Simple IRAs & Solo 401(k)’s

A SIMPLE IRA (or Savings Incentive Match Plan for Employees) is a savings incentive plan, which can be established by corporations, partnerships, LLC’s, sole-proprietors, and non-profit organizations. This type of plan cannot have more than 100 employees who earned at least $5,000 per calendar year. The employer must include employees who have earned at least $5,000 per calendar year in any 2 preceding years. Non-resident aliens may be excluded from participation (as in an LLC, where you may be a non-resident alien and be considered a valid member in the LLC). Maximum salary reductions in 2023 is $15,500, and if you are age 50 or over, additional “catch-up” salary reductions of $3,500 for these years may also be made (total of $19,000).

This type of plan must be established by October 1 of the current plan year, and are funded through year-end December 31 through payroll deductions by employee and matchings by the employer.

A SOLO 401K is simply a 401K for a single business owner/employee. This one is a  “winner”: the costs of establishment and maintenance are low. Elective deferrals up to 100% of your compensation (or earned net income for those self-employed) up to an annual contribution limit of $22,500 in 2023, (or $30,000 in 2023 if age 50 or over); PLUS employer nonelective contributions up to 25% of compensation as defined by the plan, (or for self-employed’s, you must make a special computation to figure the maximum amount of elective deferrals and nonelective contributions you can make for yourself.

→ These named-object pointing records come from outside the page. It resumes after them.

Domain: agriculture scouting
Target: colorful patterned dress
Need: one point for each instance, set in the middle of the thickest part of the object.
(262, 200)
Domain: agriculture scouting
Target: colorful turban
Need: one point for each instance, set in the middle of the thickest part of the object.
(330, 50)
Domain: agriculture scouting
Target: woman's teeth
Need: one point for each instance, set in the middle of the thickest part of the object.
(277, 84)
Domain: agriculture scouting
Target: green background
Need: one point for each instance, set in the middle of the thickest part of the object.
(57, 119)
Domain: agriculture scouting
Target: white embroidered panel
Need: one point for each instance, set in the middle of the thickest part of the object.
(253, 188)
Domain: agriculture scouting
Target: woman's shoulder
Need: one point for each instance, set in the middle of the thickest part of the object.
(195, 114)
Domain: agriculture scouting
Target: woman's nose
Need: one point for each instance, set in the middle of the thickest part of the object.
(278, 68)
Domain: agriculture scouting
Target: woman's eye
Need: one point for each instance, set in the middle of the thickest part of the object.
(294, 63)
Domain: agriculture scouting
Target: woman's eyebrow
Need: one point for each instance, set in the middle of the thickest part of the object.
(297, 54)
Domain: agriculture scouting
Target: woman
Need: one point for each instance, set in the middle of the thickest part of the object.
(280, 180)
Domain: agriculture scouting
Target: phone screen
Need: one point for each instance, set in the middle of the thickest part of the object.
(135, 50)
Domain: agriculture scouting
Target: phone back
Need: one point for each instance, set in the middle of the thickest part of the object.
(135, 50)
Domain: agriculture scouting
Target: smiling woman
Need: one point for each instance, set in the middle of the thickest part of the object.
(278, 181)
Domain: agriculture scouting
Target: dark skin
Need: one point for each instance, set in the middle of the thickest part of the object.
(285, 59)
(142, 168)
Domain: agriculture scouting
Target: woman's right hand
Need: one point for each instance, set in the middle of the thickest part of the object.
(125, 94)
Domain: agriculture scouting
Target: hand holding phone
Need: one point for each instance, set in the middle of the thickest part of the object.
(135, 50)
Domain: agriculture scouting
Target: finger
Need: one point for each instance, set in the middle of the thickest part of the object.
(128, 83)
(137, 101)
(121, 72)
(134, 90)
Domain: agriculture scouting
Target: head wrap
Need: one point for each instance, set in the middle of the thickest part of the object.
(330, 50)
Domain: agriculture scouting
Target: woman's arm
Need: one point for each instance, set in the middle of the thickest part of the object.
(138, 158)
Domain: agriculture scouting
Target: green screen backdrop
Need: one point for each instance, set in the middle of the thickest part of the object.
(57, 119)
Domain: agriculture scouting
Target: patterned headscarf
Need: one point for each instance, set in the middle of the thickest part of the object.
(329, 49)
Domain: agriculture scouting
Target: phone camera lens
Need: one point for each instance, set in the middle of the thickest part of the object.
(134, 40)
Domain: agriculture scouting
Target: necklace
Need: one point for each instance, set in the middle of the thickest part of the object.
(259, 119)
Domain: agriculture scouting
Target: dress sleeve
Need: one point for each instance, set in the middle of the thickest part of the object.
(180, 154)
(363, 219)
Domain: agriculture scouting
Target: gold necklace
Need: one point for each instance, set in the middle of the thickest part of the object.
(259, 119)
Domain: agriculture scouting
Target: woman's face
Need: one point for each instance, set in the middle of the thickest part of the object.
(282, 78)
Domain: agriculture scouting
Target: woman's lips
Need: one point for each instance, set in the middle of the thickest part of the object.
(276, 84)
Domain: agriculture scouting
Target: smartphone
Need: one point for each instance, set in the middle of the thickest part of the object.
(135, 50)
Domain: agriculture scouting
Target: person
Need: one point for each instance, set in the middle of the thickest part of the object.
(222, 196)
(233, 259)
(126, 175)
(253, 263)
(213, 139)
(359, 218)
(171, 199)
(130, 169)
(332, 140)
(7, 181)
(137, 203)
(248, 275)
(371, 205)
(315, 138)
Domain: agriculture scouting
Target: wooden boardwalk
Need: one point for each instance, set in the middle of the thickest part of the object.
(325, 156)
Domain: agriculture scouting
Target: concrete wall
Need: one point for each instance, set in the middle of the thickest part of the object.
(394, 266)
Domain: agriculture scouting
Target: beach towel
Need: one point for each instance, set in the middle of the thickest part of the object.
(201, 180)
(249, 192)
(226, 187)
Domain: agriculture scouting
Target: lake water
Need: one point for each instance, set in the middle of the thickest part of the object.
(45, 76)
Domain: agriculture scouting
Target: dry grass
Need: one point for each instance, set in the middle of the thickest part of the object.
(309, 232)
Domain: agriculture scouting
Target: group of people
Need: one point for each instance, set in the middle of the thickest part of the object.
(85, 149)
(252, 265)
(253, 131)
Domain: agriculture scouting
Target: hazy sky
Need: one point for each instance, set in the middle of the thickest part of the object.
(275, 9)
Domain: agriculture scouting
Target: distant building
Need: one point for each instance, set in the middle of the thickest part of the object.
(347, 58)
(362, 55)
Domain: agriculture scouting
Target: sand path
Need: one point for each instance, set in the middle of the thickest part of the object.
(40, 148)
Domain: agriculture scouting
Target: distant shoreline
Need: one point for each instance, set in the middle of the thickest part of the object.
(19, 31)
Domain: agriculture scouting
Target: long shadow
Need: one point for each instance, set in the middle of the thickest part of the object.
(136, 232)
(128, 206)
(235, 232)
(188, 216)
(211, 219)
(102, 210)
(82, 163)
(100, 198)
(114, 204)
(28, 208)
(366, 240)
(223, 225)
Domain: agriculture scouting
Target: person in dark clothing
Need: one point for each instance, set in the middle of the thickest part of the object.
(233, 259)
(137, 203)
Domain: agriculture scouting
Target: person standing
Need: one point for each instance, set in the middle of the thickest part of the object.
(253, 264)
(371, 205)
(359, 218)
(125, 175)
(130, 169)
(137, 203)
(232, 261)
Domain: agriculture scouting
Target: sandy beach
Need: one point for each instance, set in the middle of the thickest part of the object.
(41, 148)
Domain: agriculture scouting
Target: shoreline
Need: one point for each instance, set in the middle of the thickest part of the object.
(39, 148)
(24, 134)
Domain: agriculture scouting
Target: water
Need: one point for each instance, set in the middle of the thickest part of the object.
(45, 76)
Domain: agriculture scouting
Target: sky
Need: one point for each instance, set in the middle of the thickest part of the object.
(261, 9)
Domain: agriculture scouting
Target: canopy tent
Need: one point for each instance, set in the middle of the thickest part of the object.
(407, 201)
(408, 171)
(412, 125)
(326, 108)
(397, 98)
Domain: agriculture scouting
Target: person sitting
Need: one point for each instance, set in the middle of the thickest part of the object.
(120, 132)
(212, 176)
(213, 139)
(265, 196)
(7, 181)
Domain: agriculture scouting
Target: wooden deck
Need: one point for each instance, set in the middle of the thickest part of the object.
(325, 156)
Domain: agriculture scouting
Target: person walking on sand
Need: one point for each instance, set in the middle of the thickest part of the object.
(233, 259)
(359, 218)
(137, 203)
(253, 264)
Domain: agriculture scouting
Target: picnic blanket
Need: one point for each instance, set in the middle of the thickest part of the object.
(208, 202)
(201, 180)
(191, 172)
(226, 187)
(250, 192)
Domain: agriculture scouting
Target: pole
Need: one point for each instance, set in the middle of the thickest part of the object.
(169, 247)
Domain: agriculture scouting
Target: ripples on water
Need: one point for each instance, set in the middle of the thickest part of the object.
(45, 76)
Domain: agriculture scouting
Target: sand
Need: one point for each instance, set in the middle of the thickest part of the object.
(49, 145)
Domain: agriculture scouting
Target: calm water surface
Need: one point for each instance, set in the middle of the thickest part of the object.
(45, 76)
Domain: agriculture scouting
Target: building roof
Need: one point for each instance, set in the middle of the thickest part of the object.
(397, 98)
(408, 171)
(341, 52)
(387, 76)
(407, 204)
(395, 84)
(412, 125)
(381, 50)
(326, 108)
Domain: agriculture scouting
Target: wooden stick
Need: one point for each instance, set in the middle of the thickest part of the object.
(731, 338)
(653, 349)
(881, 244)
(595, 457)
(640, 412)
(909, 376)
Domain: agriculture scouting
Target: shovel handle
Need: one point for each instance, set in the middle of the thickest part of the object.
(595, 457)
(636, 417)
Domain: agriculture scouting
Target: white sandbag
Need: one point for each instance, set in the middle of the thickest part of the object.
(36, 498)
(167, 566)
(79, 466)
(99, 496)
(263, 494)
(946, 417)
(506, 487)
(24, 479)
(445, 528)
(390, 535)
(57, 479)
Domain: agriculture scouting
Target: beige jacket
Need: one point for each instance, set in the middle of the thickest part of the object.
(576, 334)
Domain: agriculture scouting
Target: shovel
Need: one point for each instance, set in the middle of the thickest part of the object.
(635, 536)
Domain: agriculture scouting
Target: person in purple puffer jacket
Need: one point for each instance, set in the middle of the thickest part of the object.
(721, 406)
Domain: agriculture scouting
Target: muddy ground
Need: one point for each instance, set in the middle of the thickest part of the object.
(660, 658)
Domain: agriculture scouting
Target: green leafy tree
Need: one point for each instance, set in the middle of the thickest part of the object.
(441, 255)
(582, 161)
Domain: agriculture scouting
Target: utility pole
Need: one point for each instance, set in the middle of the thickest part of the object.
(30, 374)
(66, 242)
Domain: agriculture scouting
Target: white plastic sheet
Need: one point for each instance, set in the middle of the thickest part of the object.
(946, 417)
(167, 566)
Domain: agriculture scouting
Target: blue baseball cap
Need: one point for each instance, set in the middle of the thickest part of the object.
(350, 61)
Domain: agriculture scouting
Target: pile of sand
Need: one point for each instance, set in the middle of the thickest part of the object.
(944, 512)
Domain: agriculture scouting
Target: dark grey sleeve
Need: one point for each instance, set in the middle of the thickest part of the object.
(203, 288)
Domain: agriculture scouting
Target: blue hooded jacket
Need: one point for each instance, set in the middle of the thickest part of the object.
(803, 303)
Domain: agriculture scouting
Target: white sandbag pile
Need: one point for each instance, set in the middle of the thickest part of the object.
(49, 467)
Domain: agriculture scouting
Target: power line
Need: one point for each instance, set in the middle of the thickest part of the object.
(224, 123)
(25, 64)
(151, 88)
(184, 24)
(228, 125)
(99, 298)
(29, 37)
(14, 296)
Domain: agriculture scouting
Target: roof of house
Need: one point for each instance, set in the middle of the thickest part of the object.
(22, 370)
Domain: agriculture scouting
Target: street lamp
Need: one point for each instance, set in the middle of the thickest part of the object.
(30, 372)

When figuring the contribution, compensation is your “earned income,” which is defined as net earnings from self-employment after deducting both the one-half of your self-employment tax, and contributions made for yourself). This can result in a maximum of $66,000 for 2023, up to 100% of your compensation (plus $7,500, or $73,500 if over age 50).

This type of plan must be established by December 31 (calendar year business) of the current plan year (but can be funded up until March 15th, or the extended due date of September 15th for corporations and LLC’s).